Link to Pubmed [PMID] – 3053566
J. Antimicrob. Chemother. 1988 Jul;22 Suppl B:13-23
Macrolide antibiotics constitute a group of 12 to 16-membered lactone rings substituted with one or more sugar residues, some of which may be amino sugars. They inhibit bacterial protein synthesis both in vivo and in vitro with varying potencies. Macrolides are generally bacteriostatic, although some of these drugs may be bactericidal at very high concentrations. The mechanism of action of macrolides has been a matter of controversy for some time. Spiramycin, a 16-membered macrolide, inhibits translocation by binding to bacterial 50S ribosomal subunits with an apparent 1:1 stoichiometry.
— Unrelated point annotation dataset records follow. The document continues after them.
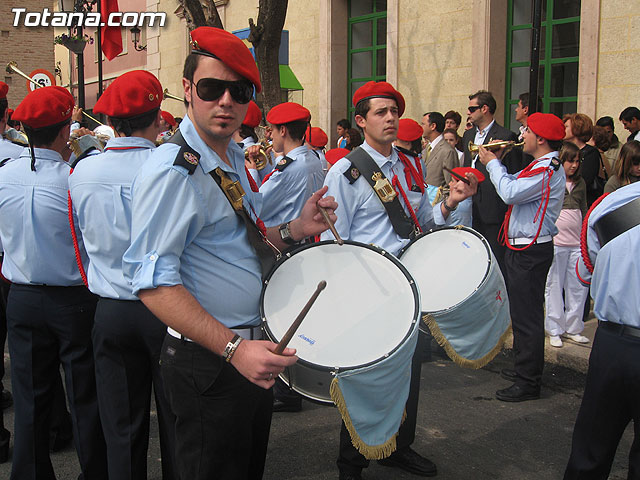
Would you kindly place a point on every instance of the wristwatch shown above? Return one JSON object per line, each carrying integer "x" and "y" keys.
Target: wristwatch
{"x": 285, "y": 234}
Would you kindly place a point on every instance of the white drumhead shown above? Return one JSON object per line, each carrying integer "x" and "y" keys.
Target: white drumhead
{"x": 367, "y": 309}
{"x": 448, "y": 265}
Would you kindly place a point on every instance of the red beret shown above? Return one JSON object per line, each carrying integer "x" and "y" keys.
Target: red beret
{"x": 229, "y": 49}
{"x": 130, "y": 95}
{"x": 316, "y": 137}
{"x": 287, "y": 112}
{"x": 335, "y": 154}
{"x": 462, "y": 171}
{"x": 168, "y": 118}
{"x": 45, "y": 107}
{"x": 546, "y": 125}
{"x": 253, "y": 116}
{"x": 379, "y": 90}
{"x": 409, "y": 130}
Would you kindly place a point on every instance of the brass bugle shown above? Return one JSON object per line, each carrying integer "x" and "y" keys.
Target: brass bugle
{"x": 12, "y": 67}
{"x": 166, "y": 94}
{"x": 507, "y": 144}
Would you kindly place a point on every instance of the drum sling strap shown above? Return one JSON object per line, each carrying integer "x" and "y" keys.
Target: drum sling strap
{"x": 234, "y": 193}
{"x": 617, "y": 222}
{"x": 364, "y": 165}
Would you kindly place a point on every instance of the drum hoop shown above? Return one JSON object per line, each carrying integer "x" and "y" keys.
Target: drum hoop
{"x": 466, "y": 229}
{"x": 417, "y": 314}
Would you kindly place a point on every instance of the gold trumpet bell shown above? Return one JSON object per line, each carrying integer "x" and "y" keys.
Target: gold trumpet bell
{"x": 506, "y": 144}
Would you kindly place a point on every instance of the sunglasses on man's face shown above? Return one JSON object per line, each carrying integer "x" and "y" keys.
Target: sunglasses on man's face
{"x": 210, "y": 89}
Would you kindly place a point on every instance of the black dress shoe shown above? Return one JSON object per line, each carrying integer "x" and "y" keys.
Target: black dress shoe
{"x": 509, "y": 374}
{"x": 516, "y": 393}
{"x": 285, "y": 406}
{"x": 410, "y": 461}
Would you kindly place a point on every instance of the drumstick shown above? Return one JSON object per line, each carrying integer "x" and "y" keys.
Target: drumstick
{"x": 459, "y": 177}
{"x": 332, "y": 227}
{"x": 282, "y": 344}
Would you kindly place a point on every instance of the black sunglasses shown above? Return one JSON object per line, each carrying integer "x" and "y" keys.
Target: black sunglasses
{"x": 210, "y": 89}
This antibiotic is a potent inhibitor of the binding to the ribosome of both donor and acceptor substrates. Spiramycin induces rapid breakdown of polyribosomes, an effect which has formerly been interpreted as occurring by normal ribosomal run-off followed by an antibiotic-induced block at or shortly after initiation of a new peptide. However, there is now convincing evidence that spiramycin, and probably all macrolides, act primarily by stimulating the dissociation of peptidyl-tRNA from ribosomes during translocation. Although the ribosomes of both Gram-positive and Gram-negative organisms are susceptible to macrolides, these antibiotics are mainly used against Gram-positive bacteria since they are unable to enter the porins of Gram-negative bacteria. Resistance to macrolides in clinical isolates is most frequently due to post-transcriptional methylation of an adenine residue of 23S ribosomal RNA, which leads to co-resistance to macrolides, lincosamides and streptogramins type B (the so-called MLSB phenotype). Other mechanisms of resistance involving cell impermeability or drug inactivation have been detected in Staphylococcus spp. and Escherichia coli. These strains are resistant to 14-membered macrolides (erythromycin and oleandomycin) but remain susceptible to spiramycin.